Following eight months of non-stop trash talking between the two, Haye – then the WBA heavyweight champion – took less than nine minutes to leave Harrison on the floor, who looked shell-shocked throughout and frightened to attack his opponent in fear of his “Hayemaker.”
The pre-fight billing had this down as potentially one of the best all-British heavyweight boxing duels in decades, but the reality was that fans were left calling it a farce as they left Manchester’s MEN Arena.
Some eight years later, there appeared to be some form of mutual respect developing between one another. After Haye’s second defeat to Tony Bellew, which had been somewhat bad-tempered in the build-up to the fight, Harrison tweeted that Haye could be “proud that he came back to see what he had left” in the tank. It seems that years apart have seen the rivalry mellow, leading to Haye and Harrison rekindling their old friendship over a Filipino poker table.
What is Audley Harrison doing with his boxing retirement?
Audley Harrison is now 46 years old and retired from boxing back in 2013. His final bout was against none other than Deontay Wilder, who took just over a minute to knock Harrison out. Harrison hinted at retirement following that loss and was eventually true to his word.
Harrison admitted that he was still suffering from the effects of head injuries some two years after his last fight with Wilder. Harrison cited impaired vision and balance issues, as well as changing moods and irritability, all of which may have been caused by traumatic brain injuries (TBIs). Despite his brain issues, Harrison has since remained in the media spotlight having agreed to appear on the BBC’s Strictly Come Dancing show, as well as Channel 4’s Celebrity Big Brother which saw him finish runner-up in the 2014 summer edition.

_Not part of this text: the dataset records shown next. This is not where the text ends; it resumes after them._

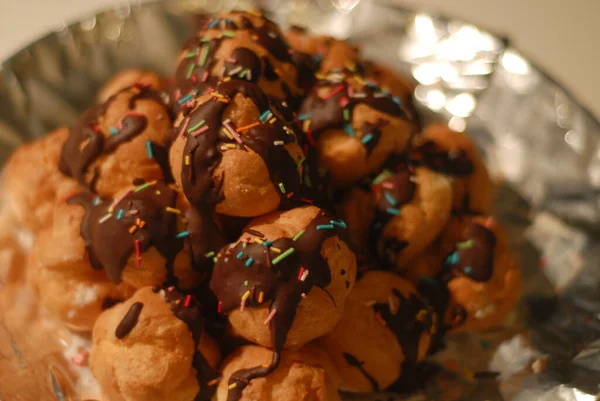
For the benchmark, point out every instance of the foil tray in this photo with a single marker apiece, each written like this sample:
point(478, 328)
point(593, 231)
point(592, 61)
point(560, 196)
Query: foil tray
point(542, 146)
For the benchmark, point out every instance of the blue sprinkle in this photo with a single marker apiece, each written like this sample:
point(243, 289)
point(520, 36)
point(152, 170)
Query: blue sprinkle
point(150, 150)
point(349, 130)
point(390, 199)
point(339, 223)
point(304, 116)
point(394, 211)
point(325, 227)
point(453, 258)
point(185, 99)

Nevertheless, last year, Harrison proved that he still has an undying love for boxing by stating his plan to become a boxing trainer and manager. In a tweet last November, Harrison said that if he were to become a trainer he would also have to manage his protégé, simply because he didn’t want a manager selecting “the wrong opponent for him/her,” which would leave him “in a bad spot.” Does that suggest Audley had been in a similar situation during his own boxing career? Quite possibly.